Friedliche Revolution

Als das Volk über die Stasi triumphierte

Aktualisiert am 14.01.2025 – 08:05 UhrLesedauer: 4 Min.

Millionen von Akten der ehemaligen DDR-Staatssicherheit wurden gesichert. (Archivbild) (Quelle: Britta Pedersen/dpa-Zentralbild/dpa/dpa-bilder)

Vor 35 Jahren stürmten Tausende die Zentrale der DDR-Staatssicherheit in Berlin. Für viele ein historischer Moment und ein Akt der Genugtuung. Und zugleich Keim des Streits bis heute.

Das Flugblatt hatte Ralf Drescher in einer Kirche eingesteckt. „Wehrt euch! Geht auf die Straße!“, stand auf dem handgedruckten Zettel. Montag, 15. Januar 1990, 17.00 Uhr. „Da war für mich klar: Da gehst du hin“, erinnert sich der Fotograf. Und so stand er an jenem Wintertag in der Menge am Stahltor der Zentrale der Staatssicherheit in Berlin-Lichtenberg und erlebte einen entscheidenden Moment der friedlichen Revolution in der DDR.

Von hinten drängelten sie, vorn kletterten die ersten auf das Tor, kappten Kabel an Überwachungskameras, reckten Fäuste. „Stasi raus“, brüllten einige. „Macht das Tor auf“. Und tatsächlich: Die Stahlflügel bewegten sich.
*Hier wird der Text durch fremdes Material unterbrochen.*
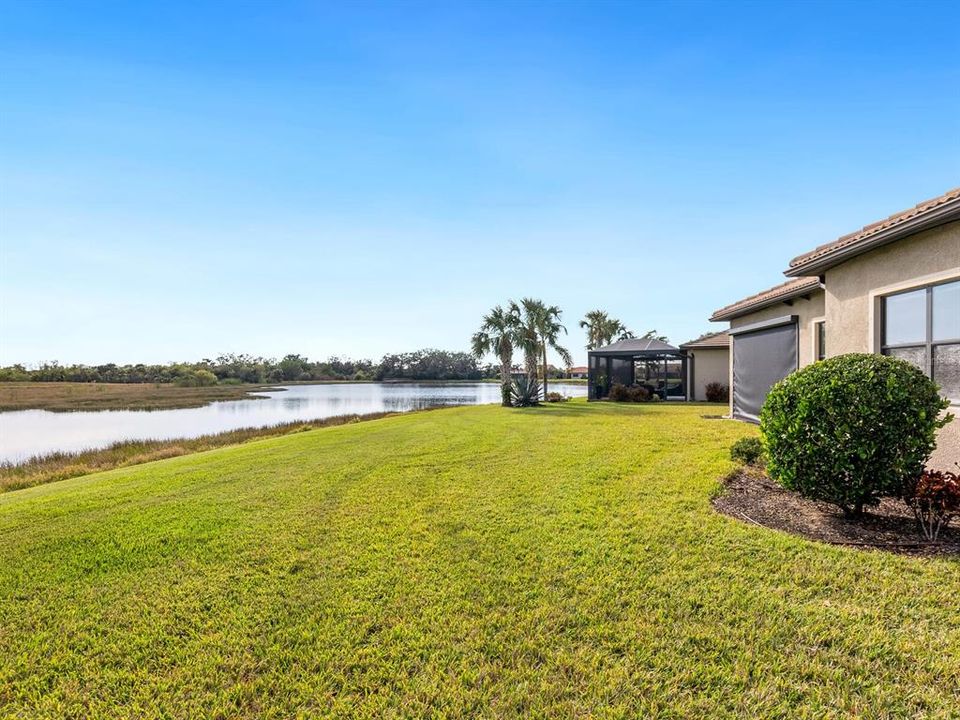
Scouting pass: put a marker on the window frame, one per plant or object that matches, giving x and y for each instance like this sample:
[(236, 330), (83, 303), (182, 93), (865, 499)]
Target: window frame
[(819, 339), (929, 343)]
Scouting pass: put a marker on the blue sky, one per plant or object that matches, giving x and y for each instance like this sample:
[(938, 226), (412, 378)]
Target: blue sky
[(182, 179)]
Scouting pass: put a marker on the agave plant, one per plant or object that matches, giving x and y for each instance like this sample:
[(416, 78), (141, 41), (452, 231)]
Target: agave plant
[(524, 392)]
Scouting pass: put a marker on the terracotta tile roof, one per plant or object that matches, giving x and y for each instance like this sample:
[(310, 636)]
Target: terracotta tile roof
[(780, 293), (709, 340), (868, 231)]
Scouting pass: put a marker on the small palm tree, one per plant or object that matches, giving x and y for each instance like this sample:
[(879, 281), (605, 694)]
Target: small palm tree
[(496, 335), (602, 329), (652, 335), (541, 328)]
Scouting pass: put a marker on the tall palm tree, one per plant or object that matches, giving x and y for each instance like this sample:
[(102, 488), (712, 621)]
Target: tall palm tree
[(542, 324), (525, 335), (652, 335), (496, 335), (593, 322)]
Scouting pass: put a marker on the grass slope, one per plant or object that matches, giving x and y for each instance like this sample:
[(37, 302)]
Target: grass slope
[(67, 396), (472, 562)]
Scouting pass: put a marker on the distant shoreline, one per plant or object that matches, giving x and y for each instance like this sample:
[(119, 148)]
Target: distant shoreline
[(76, 396)]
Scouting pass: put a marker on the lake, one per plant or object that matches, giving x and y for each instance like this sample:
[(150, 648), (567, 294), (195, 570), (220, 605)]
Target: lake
[(26, 433)]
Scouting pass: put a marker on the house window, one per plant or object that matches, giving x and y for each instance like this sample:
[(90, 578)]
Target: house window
[(923, 327)]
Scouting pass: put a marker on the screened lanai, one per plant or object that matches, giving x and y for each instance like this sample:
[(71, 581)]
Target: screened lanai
[(657, 366)]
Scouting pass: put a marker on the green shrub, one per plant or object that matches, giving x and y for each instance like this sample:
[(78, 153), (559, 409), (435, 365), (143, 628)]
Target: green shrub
[(851, 429), (748, 451), (524, 392), (629, 393), (717, 392)]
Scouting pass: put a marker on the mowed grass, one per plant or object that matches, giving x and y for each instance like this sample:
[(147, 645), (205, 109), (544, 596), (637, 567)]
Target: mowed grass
[(561, 561)]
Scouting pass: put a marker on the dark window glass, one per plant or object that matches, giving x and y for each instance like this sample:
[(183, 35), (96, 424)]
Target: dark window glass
[(905, 318), (946, 311), (946, 370), (914, 356)]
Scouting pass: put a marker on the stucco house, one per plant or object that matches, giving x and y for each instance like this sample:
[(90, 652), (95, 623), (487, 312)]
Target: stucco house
[(708, 361), (892, 287)]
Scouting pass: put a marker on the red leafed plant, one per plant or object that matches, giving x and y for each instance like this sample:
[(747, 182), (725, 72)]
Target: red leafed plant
[(935, 499)]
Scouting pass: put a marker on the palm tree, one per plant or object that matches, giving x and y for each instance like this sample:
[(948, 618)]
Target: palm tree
[(602, 329), (496, 335), (593, 322), (541, 328), (652, 335), (525, 335)]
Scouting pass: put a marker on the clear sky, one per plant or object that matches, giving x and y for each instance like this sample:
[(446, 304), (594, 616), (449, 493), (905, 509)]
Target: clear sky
[(181, 179)]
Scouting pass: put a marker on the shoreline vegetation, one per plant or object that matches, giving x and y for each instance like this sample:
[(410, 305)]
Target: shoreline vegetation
[(93, 396), (70, 396), (546, 562), (44, 469)]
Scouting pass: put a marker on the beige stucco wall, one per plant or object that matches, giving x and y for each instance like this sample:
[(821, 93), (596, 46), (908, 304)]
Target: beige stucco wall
[(807, 312), (854, 288), (853, 297), (709, 365)]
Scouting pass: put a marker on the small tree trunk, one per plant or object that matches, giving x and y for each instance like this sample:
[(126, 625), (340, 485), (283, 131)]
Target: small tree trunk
[(530, 359), (505, 379), (544, 372)]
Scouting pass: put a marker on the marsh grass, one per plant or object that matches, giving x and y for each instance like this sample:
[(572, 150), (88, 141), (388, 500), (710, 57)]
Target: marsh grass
[(67, 396), (61, 466)]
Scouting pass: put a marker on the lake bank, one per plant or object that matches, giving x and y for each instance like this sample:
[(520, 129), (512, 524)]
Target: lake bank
[(62, 466), (25, 434), (70, 396)]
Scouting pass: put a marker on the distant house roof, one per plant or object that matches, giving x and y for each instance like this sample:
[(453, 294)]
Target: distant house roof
[(635, 345), (708, 340), (780, 293), (925, 215)]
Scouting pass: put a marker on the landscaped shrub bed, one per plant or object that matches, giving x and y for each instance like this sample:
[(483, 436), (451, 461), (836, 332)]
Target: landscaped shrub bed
[(852, 429), (934, 498)]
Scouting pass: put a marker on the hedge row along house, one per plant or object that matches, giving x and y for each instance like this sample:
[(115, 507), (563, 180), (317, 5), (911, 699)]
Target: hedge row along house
[(892, 287)]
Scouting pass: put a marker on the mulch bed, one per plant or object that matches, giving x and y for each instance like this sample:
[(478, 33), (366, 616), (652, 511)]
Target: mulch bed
[(752, 497)]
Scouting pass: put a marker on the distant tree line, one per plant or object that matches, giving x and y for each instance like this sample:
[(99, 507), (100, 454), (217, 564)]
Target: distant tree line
[(428, 364)]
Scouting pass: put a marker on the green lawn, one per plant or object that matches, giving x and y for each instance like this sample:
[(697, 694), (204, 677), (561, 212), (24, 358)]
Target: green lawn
[(561, 561)]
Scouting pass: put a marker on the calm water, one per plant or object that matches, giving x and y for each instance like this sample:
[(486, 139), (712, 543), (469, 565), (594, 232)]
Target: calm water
[(26, 433)]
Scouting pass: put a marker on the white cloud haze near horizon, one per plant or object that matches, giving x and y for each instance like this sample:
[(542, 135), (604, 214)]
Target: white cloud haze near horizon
[(182, 180)]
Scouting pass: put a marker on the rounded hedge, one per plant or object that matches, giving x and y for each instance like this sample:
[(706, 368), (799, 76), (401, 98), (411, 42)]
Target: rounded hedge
[(851, 429)]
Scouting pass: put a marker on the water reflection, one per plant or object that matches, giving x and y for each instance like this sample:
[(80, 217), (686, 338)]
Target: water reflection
[(27, 433)]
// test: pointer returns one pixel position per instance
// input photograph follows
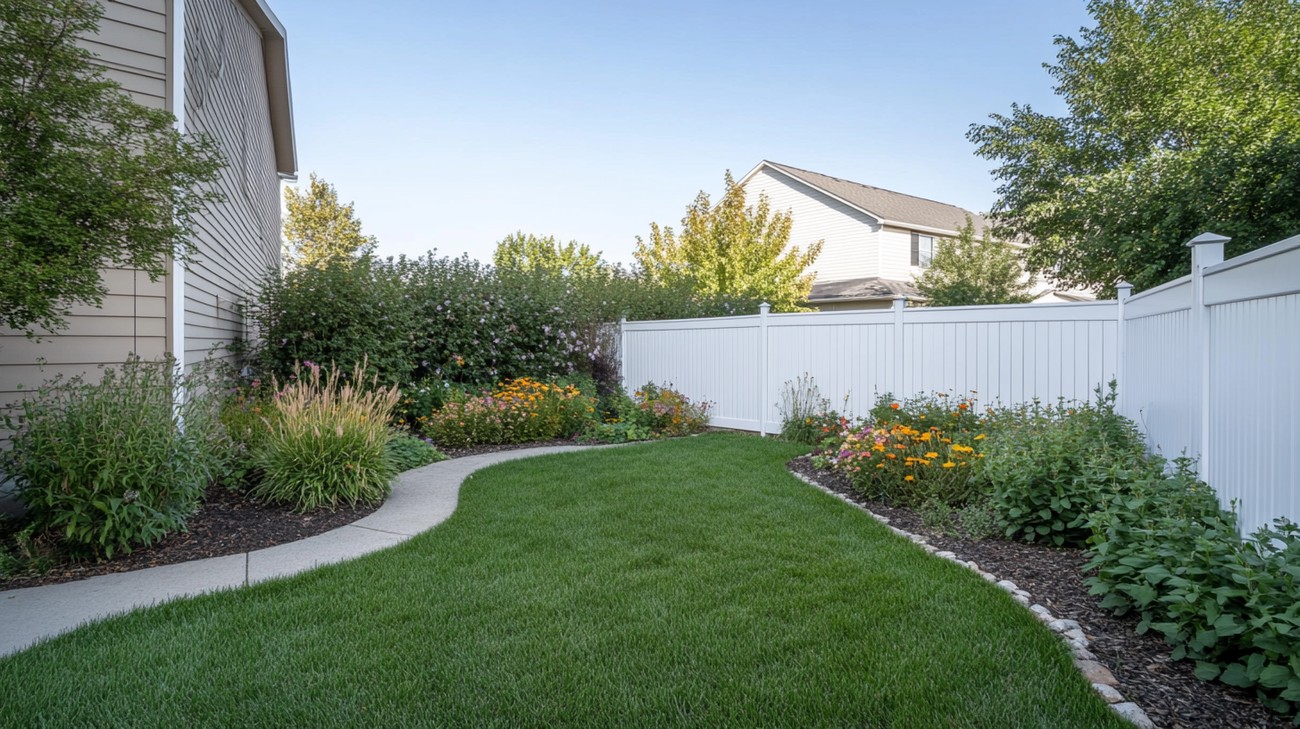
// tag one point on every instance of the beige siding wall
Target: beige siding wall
(237, 239)
(131, 46)
(850, 235)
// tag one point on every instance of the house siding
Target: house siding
(131, 46)
(850, 247)
(238, 238)
(896, 254)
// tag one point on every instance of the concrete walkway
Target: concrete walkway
(420, 499)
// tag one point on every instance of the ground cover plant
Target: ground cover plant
(684, 582)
Massen strömten von der Ruschestraße auf das riesige Stasi-Gelände. Das Volk übernahm den verhassten Geheimdienst. Zumindest symbolisch, zumindest für ein paar Stunden im wilden Wendewinter vor 35 Jahren.

„Das hatte damals eine ungeheuer große und positive psychologische Wirkung“, sagt der Historiker Stefan Wolle, der bei der Besetzung dabei war. „Das kann man gar nicht hoch genug einschätzen.“ Die Aktion half, 111 Regalkilometer Stasi-Akten für die Aufarbeitung der SED-Diktatur zu sichern. Nach Angaben des Bundesarchivs war es weltweit die erste umfassende Öffnung von Akten einer Geheimpolizei. Für viele eine Genugtuung, für andere eine Zumutung. Bis heute reißt das Stasi-Erbe tiefe Gräben, auch zwischen Ost und West.
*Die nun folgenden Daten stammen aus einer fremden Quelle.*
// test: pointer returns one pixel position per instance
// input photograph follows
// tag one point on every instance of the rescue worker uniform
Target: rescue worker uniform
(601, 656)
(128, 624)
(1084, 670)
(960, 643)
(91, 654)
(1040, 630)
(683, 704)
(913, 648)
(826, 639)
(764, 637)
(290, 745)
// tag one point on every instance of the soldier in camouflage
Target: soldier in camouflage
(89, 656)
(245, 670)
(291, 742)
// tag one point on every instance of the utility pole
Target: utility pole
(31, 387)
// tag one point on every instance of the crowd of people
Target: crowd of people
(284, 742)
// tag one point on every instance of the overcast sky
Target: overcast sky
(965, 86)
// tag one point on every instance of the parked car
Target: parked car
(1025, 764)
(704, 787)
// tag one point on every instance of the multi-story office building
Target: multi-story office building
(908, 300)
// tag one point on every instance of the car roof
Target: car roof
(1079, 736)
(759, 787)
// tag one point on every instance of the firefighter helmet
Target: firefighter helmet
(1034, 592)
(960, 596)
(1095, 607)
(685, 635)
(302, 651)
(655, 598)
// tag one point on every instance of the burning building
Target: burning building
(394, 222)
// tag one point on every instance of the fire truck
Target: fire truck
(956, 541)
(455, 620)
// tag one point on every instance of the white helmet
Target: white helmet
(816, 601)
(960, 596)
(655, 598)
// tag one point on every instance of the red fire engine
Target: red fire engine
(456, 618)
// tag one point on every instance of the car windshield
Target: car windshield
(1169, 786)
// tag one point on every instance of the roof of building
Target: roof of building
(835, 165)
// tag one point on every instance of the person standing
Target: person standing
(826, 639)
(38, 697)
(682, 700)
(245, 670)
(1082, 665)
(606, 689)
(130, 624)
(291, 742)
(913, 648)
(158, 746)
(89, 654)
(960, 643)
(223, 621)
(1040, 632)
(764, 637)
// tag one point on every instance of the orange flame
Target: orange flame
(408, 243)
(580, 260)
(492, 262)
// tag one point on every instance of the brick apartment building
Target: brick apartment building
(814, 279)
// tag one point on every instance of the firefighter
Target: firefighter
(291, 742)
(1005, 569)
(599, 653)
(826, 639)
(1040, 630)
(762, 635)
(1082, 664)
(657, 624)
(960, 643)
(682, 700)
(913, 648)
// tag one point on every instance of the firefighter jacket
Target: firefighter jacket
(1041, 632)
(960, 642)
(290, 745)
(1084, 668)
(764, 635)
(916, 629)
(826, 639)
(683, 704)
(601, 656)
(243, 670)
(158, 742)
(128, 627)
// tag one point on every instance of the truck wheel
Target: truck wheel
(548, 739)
Nach dem Mauerfall vom 9. November 1989 taumelte der von der Einheitspartei SED beherrschte Staat schon seinem Ende entgegen. Am Runden Tisch redete die DDR-Opposition mit. Die Stasi, die jahrzehntelang mit Zehntausenden offiziellen und inoffiziellen Mitarbeitern Bürger bespitzelt und drangsaliert hatte, hieß nun Amt für Nationale Sicherheit. Die Auflösung war angekündigt. Doch als Ende 1989 eine Debatte über einen neuen „Verfassungsschutz“ der DDR und über die Vernichtung von Akten Fahrt aufnahm, schlugen Oppositionelle Alarm.

„Die Regierung nimmt den Runden Tisch und damit das Volk nicht ernst“, steht auf dem vergilbten Flugblatt der Bürgerbewegung Neues Forum, das Ralf Drescher bis heute aufbewahrt. „Die SED fühlt sich wieder mächtig, die Stasi wird „Verfassungsschutz“, in den Betrieben ist alles beim Alten.“ Die Bürgerrechtler wollten sich ihre Revolution nicht zurückdrehen lassen. „Damals war man der Meinung, man lebt doch prima ohne Geheimdienst“, meint Drescher, damals 30 Jahre alt und schon ein paar Jahre in Oppositionskreisen unterwegs. Die SED-Gegner riefen zum Widerstand. Tausende kamen.

Auf sie wartete ein „psychologisches Wechselbad“, so nennt es Historiker Wolle. „Es hat ja jahrelang eine ungeheure Angst gegeben vor der Stasi“, erinnert er sich. „Und da nun einfach so hinzurennen, die Tore aufzumachen und mit denen zu verhandeln und sich alles zeigen zu lassen, das war schon ein großer Akt.“

Joachim Gauck, damals im Neuen Forum, dann erster Chef der Stasi-Unterlagenbehörde und später Bundespräsident, sprach einmal von einem „Element der Genugtuung“ bei den Demonstranten in den Stasi-Gebäuden. Einiges ging zu Bruch, darunter ein Stasi-eigener Friseursalon im sogenannten Versorgungstrakt im Haus 18, auf Fluren lagen großflächig Papiere verstreut. Aber so richtig wussten die Besetzer nicht, was sie genau bewirken wollten, das berichten mehrere Zeitzeugen. Nach zwei, drei Stunden zogen sie wieder ab. Beauftragte eines Bürgerkomitees übernahmen die Wacht über die Akten.